Reprinted with permission from Clal – The National Jewish Center for Learning. Provided by the Berman Jewish Policy Archive
Halloween is such a strange time for many Jews. Rabbis, educators, and day school directors remind their constituencies constantly about how un-Jewish it is, how pagan and Christian it is, how we shouldn’t participate. Aside from everything else, they say, “We’ve got an equivalent celebration of our own!” On Purim, Jewish kids get to dress up in silly costumes and receive goodies from friends and neighbors in the form of mishloach manot!
Meanwhile, these pronouncements are ignored by thousands of Jewish children who enjoy Halloween! What a great holiday! Candy, parties, candy, costumes, and candy! And no one is really aware of the origins, pagan or Christian, of the celebration — unless they’ve heard about it from their rabbi!
Before I go down this path any further I should say, in the interest of full disclosure, that my kids do not do Halloween. I haven’t ever forbidden them from trick-or-treating, but in the environment in which we live it’s a barely noticed ritual. That having been said, I want to re-examine the question of Jews and Halloween.
Other Borrowed Traditions
About 20 years ago, a friend and teacher of mine, Rabbi Everett Gendler, told me that in his shul they make “Ya’akov lanterns.” At the time I chuckled and filed the tidbit away without further thought, but the time has come to dust it off and think it through. We Jews have a long history of borrowing customs and rituals from the culture in which we live. Most of our Hanukkah traditions and rituals were borrowed, our end-of-winter Purim revelry bears a close resemblance to similar festivities in other cultures, and there is a long list of symbols at the Passover seder table that echo ancient pagan rites of spring.

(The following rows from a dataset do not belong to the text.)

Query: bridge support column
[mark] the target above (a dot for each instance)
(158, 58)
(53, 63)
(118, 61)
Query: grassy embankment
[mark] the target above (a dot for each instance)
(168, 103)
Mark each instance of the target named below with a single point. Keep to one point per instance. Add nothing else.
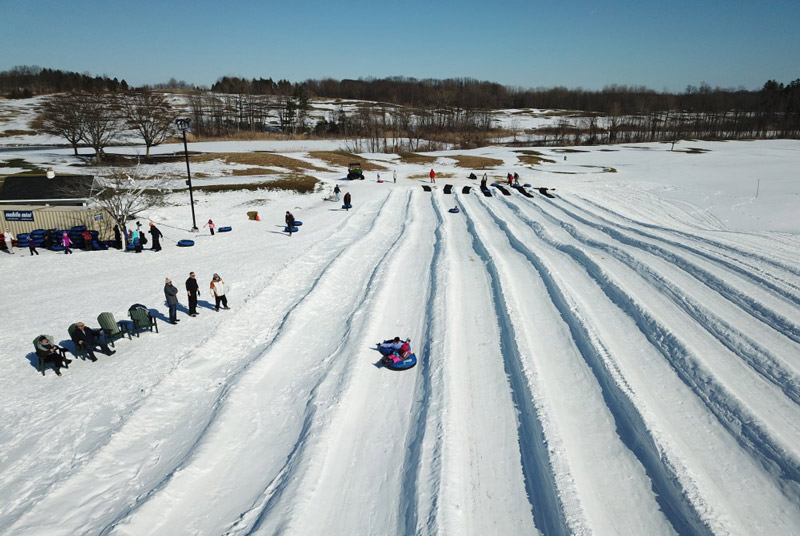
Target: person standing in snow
(8, 238)
(218, 290)
(171, 293)
(192, 291)
(155, 233)
(66, 242)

The Jewish quality of these rituals, objects, and customs comes not in their uniquely Jewish origins, but in how we have adapted them to function as vehicles for uniquely Jewish meaning. So, for example, we borrowed a child’s spinning top from our Christian neighbors in medieval Germany. On the four sides of the top were written abbreviations for instructions on playing the game: nicht – nothing, ganz – everything, halb – half, and stell – put. On our tops we wrote the letters in Hebrew: nun, gimmel, hay, shin. But they still provided a digest of the rules of the game. Then we transformed the whole thing into a vehicle of Jewish meaning – nes gadol haya sham – a great miracle happened there.